At a secret ballot held at the Committee’s annual meeting in Krakow, Poland, the motion passed with 12 countries voting in favor,against and six abstaining.
Foreign Ministry spokesman Emmanuel Nahshon labeled the vote a “moral blot”
“This irrelevant organization promotes fake history,” he tweeted, adding, “The Jewish people’s glorious history in Israel started in Hebron. No UNESCO lies and fake history can change that.”
Deputy Foreign Minister Tzipi Hotovely called the decision “a badge of shame for UNESCO, which time after time chooses to stand on the side of lies.”
Hotovely said the anti-Israel automatic majority at UNESCO “would also have passed a resolution that the sun rises in the west and not in the east.
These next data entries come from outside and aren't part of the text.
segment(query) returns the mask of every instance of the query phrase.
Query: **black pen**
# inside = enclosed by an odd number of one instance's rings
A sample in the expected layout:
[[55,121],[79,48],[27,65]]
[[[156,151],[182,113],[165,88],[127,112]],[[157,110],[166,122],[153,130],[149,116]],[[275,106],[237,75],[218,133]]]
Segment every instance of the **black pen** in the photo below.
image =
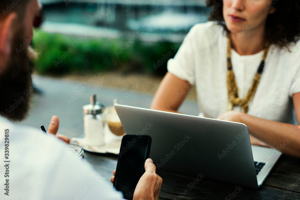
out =
[[44,127],[44,126],[42,126],[40,127],[41,129],[42,129],[42,130],[43,131],[43,132],[44,133],[48,135],[48,133],[47,133],[47,131],[46,131],[46,130],[45,129],[45,127]]

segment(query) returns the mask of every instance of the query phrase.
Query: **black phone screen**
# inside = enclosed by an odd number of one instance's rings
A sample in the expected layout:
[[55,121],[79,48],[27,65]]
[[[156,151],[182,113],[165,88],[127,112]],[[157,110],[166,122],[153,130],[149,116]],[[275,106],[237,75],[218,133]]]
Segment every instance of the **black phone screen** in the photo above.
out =
[[151,145],[148,136],[125,135],[122,139],[114,186],[125,199],[133,198],[136,187],[145,172]]

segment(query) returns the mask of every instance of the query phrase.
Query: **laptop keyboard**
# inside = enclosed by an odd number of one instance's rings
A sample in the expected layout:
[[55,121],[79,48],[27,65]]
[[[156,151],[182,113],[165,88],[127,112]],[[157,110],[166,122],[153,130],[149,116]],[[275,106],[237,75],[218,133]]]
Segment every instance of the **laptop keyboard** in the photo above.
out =
[[260,173],[260,172],[265,165],[266,163],[258,163],[254,161],[254,166],[255,166],[255,172],[256,175],[258,174],[258,173]]

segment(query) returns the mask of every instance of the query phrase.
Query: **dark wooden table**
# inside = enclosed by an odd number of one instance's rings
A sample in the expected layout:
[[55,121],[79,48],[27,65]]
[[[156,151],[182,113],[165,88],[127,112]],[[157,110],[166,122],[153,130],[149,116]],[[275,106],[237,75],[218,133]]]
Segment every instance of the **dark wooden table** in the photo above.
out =
[[[86,151],[84,155],[85,162],[90,163],[104,177],[110,180],[117,165],[117,156]],[[300,199],[300,159],[284,155],[262,185],[256,190],[240,187],[239,191],[236,187],[239,186],[205,177],[191,188],[191,185],[188,185],[196,179],[197,175],[193,177],[161,170],[157,173],[163,180],[160,199]]]

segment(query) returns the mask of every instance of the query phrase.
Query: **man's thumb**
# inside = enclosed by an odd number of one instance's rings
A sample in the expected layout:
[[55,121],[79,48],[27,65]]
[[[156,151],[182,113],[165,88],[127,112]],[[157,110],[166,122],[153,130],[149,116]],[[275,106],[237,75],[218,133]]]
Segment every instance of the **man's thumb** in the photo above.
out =
[[155,173],[156,170],[156,167],[153,164],[153,161],[151,158],[148,158],[145,162],[145,170],[152,172]]
[[55,135],[57,133],[59,126],[59,119],[57,116],[54,115],[51,118],[50,125],[48,127],[48,133]]

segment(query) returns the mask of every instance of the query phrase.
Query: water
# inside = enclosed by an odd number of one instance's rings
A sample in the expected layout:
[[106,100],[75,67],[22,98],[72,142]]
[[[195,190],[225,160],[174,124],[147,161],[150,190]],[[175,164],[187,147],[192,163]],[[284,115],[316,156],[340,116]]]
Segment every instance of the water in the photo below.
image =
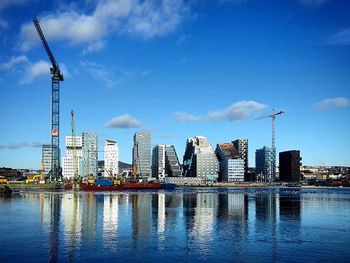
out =
[[350,190],[0,196],[0,262],[349,262]]

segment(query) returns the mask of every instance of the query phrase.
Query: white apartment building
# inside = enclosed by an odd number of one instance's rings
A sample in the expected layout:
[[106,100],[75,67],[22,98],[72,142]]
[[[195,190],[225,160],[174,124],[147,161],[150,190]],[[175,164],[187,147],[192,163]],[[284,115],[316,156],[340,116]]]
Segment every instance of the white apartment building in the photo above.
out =
[[104,160],[104,176],[117,176],[119,170],[119,155],[116,141],[105,140]]

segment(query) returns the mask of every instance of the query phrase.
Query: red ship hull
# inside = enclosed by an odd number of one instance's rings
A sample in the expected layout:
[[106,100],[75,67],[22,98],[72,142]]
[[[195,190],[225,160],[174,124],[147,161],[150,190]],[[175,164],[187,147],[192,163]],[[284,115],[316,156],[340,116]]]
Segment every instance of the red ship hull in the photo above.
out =
[[140,190],[140,189],[161,189],[161,185],[158,183],[132,183],[124,184],[122,186],[102,186],[102,185],[88,185],[82,184],[81,190],[84,191],[122,191],[122,190]]

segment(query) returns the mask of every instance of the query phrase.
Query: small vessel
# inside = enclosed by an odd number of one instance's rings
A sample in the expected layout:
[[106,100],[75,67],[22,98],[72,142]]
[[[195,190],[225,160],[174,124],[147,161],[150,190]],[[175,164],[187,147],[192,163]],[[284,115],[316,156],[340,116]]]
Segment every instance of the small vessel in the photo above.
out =
[[5,185],[4,187],[0,187],[0,194],[11,194],[12,190],[10,187]]
[[166,183],[125,183],[113,184],[111,180],[97,179],[94,184],[82,183],[80,189],[83,191],[122,191],[122,190],[143,190],[143,189],[175,189],[175,184]]

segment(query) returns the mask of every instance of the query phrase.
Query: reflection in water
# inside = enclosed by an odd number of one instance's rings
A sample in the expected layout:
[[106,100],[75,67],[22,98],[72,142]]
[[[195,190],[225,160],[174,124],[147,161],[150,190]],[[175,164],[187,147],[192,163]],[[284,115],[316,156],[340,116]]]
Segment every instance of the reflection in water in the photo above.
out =
[[68,193],[62,196],[61,211],[68,261],[72,262],[75,249],[80,245],[82,232],[82,211],[78,193]]
[[103,239],[106,247],[117,249],[119,196],[106,195],[103,201]]
[[[328,249],[329,242],[339,240],[337,246],[329,248],[329,254],[342,246],[342,251],[347,251],[344,246],[350,244],[350,225],[346,221],[350,198],[339,198],[336,193],[186,189],[23,193],[17,199],[31,203],[38,211],[36,220],[41,224],[38,232],[44,233],[38,242],[47,248],[38,246],[45,254],[36,253],[45,262],[97,262],[106,255],[110,255],[106,261],[154,261],[156,257],[160,257],[160,261],[176,261],[184,257],[184,261],[195,262],[219,259],[249,262],[259,256],[264,262],[280,262],[286,260],[282,257],[285,251],[299,253],[303,261],[312,261],[313,258],[307,258],[308,253],[322,253]],[[0,199],[0,211],[4,211],[2,203],[11,202],[15,199]],[[329,204],[326,208],[323,207],[325,202]],[[339,206],[341,210],[335,209]],[[329,216],[329,211],[333,217]],[[319,214],[318,220],[310,219],[314,212]],[[319,229],[322,220],[331,220],[337,213],[343,213],[337,217],[337,224],[328,221],[321,231],[314,231]],[[2,218],[3,215],[6,216],[3,213]],[[305,223],[308,220],[305,215],[309,215],[308,223]],[[27,222],[32,221],[23,224]],[[329,225],[336,225],[341,232],[328,230]],[[312,238],[319,242],[319,233],[326,235],[327,231],[331,238],[322,243],[321,251],[315,246],[317,242],[305,242]],[[14,238],[21,240],[20,236]],[[0,235],[1,240],[5,240],[3,235]],[[308,253],[300,251],[301,244],[308,246]],[[2,250],[10,248],[4,246]],[[138,257],[129,257],[134,254]],[[1,256],[0,252],[0,259]]]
Israel will not surrender to historic distortion and will continue the fight against the bias of UN institutions regarding Israel.”
Yesh Atid leader Yair Lapid said the vote to recognize the Cave of Patriarchs as a Palestinian heritage site was “a despicable falsification of history,” and added that “at best [it] stems from utter ignorance and at worst from hypocrisy and anti-Semitism.”
Israel’s Ambassador to the United Nations Danny Danon condemned the vote as an “act of aggression” against the Jewish people
“This attempt to sever the ties between Israel and Hebron is shameful and offensive, and eliminates UNESCO’s last remaining shred of credibility. To disassociate Israel from the burial grounds of the patriarchs and matriarchs of our nation is an ugly display of discrimination,” Danon said.
The vote came despite a report issued last Friday by the International Council on Monuments and Sites (ICOMOS), an advisory body to the World Heritage Committee, which said it did not consider that the Jordanian sponsored request had “justified consideration of this property for the World Heritage List.” The ICOMOS report also said that the nomination had focused on a particular period of history and had given “little recognition” to the site’s Jewish history.
Israel had hoped that a secret ballot would enable it to enlist the eight-country bloc required to reject the motion in the 21-member assembly, however the final vote saw the same number vote against as had objected to a resolution earlier this week calling Israel’s presence in the Old City of Jerusalem illegal, while only six countries abstained on Hebron versus eight who abstained on Jerusalem.